Esa flexibilidad estuvo prefijada desde la iniciación de las deliberaciones realizadas en esta capital por el Comité Nacional porque las posturas de los gobernadores de la UCR son divergentes: Julio Cobos, de Mendoza, anticipó que firmará mañana el acta de coparticipación propuesta por el Gobierno central, como ya lo hizo Jorgre Colazo, de Tierra del Fuego. Pero Ricardo Colombi, de Corrientes, aseguró que “si la Nación no evacua las dudas, será difícil avanzar”.
De todos modos, los gobernadores formularán sus observaciones al documento oficial según las características de cada región, que también serán planteadas durante el debate en el Congreso.
Entonados por una convocatoria de 400 dirigentes nacionales y locales para debatir políticas de desarrollo, los radicales se entusiasmaron con el discurso opositor planteado por su presidente, Angel Rozas. “Es responsable y no demagógico (…) con los ojos bien abiertos para prevenirnos de un gobierno sin planes, que improvisa”, puntualizó Rozas.
El ex gobernador chaqueño dijo a Clarín que la propuesta de coparticipación del Gobierno puede convertirse en “un nuevo pacto fiscal, una mera distribución de los ingresos, y no una ley con equidad que corrija las asimetrías”. Del mismo modo, se expidió el senador nacional Gerardo Morales, de Jujuy, quien advirtió que si los gobernadores no establecen claramente sus diferencias con el proyecto, “estarán comprometiendo el futuro de sus provincias en los próximos 10 años”.
Del encuentro surgieron tres documentos. Sobre la coparticipación de impuestos, remarcaron que el acta-acuerdo ofrecida por el Gobierno “no tiene suficientes precisiones ni alcanza el grado de tratamiento y profundidad que debiera tener”.

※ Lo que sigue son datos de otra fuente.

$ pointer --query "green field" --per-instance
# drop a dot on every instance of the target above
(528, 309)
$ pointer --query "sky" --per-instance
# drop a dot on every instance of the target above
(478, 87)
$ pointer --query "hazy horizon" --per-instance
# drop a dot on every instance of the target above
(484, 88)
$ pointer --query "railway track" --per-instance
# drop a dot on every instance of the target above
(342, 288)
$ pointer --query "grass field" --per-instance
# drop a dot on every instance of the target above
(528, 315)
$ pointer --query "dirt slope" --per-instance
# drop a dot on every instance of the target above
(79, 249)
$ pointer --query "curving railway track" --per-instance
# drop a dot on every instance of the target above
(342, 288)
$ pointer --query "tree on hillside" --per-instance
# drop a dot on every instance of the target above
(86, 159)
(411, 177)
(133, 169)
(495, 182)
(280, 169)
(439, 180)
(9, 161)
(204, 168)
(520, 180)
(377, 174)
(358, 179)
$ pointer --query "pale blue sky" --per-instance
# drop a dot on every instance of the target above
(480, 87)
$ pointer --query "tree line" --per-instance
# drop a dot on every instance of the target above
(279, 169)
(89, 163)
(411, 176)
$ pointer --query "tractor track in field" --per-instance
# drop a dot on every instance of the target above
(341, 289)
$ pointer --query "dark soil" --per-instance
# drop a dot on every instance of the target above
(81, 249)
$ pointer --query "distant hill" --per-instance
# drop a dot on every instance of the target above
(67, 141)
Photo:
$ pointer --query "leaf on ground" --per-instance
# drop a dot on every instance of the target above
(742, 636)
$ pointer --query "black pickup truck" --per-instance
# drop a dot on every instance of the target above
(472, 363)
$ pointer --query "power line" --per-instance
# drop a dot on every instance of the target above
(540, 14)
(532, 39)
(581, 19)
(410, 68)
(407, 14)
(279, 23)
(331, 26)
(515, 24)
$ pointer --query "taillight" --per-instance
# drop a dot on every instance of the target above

Propusieron una garantía de distribución de los recursos totales, un fondo compensador de desarrollo social que determine cómo será su financiamiento, aclaraciones puntuales sobre el ordenamiento fiscal de las provincias y la inclusión de la deuda de provincias y municipios.
En cuanto a las políticas sociales, volvieron a cuestionar los programas de “puro asistencialismo” que “se continúan hoy para sustentar la dádiva demagógica y disimular la ausencia de reformas estructurales de los servicios sociales”.
La seguridad abarcó una docena de ofertas. Apuntaron a la creación de un Consejo de Seguridad Ciudadana que defina la política del Estado. Pero fue Raúl Baglini quien puso el acento final: dijo que Buenos Aires tiene 52 mil efectivos de seguridad (Policía, Prefectura, Gendarmería) con una proporción de 1 cada 250 habitantes “sin parangón en el mundo”. Por eso sostuvo que “primero hay que hacer certero y confiable al sistema y después discutir las políticas de equipamiento”.